Balanced Mixer Types
Mixer balance refers to the symmetry of the diode configuration and its effect on suppressing unwanted mixing products. An unbalanced (single-ended) mixer has no inherent spurious suppression and produces all possible m×fLO ± n×fRF mixing products at the IF port. Each level of balance adds a degree of spurious suppression.
| Parameter | Passive Diode | Active FET | Subharmonic |
|---|---|---|---|
| Conversion Loss/Gain | 5-9 dB loss | 0-10 dB gain | 8-12 dB loss |
| LO Drive Level | +7 to +17 dBm | -5 to +5 dBm | +5 to +13 dBm |
| IP3 (typical) | +15 to +30 dBm | +5 to +20 dBm | +10 to +20 dBm |
| Noise Figure | 5-9 dB (= conv. loss) | 8-15 dB | 9-14 dB |
| LO-RF Isolation | 25-45 dB | 15-35 dB | 20-40 dB |
Frequently Asked Questions
How much spur suppression?
Single-balanced: 20-35 dB suppression of even-order products of the balanced port. Double-balanced: 30-50 dB suppression of all even-order products. The actual suppression depends on the balance (amplitude and phase matching between diodes and balun arms).

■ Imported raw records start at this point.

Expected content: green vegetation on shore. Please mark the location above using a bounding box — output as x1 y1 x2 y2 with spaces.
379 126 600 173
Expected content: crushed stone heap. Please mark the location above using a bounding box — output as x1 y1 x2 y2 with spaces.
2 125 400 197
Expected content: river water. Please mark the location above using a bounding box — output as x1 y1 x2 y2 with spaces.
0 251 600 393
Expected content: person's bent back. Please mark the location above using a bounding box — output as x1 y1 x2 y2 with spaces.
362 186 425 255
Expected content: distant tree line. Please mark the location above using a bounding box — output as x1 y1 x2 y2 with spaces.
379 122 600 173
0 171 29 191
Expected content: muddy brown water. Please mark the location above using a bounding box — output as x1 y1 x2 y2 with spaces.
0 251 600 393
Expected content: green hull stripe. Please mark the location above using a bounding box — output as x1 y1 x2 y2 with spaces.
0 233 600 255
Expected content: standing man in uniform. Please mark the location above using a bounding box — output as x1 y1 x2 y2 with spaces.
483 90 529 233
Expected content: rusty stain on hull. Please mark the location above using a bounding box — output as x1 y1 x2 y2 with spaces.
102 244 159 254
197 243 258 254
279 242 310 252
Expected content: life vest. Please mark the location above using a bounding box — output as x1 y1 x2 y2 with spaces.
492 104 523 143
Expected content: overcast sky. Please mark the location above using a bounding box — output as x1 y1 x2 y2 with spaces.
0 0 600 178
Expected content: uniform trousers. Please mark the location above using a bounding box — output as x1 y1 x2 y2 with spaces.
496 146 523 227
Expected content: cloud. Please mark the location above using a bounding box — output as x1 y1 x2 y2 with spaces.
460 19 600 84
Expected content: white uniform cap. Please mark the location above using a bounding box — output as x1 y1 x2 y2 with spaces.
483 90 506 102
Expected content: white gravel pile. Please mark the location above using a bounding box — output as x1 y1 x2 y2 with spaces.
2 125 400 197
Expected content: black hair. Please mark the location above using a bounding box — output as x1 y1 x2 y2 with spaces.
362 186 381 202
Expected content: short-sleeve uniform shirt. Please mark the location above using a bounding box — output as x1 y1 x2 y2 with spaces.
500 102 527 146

What about triple-balanced mixers?
Triple-balanced mixers use two double-balanced mixer rings and additional transformers, providing isolation and spurious suppression on all three ports simultaneously. They achieve the widest bandwidth (multi-octave on all ports) but have higher conversion loss (8-10 dB) and require more LO power.
When is single-balanced sufficient?
When the simplified spurious spectrum is acceptable and cost/size are priorities. Single-balanced mixers are smaller, require less LO power (3 dB less than DBM), and are easier to integrate at mmWave frequencies where four-diode ring configurations become impractical.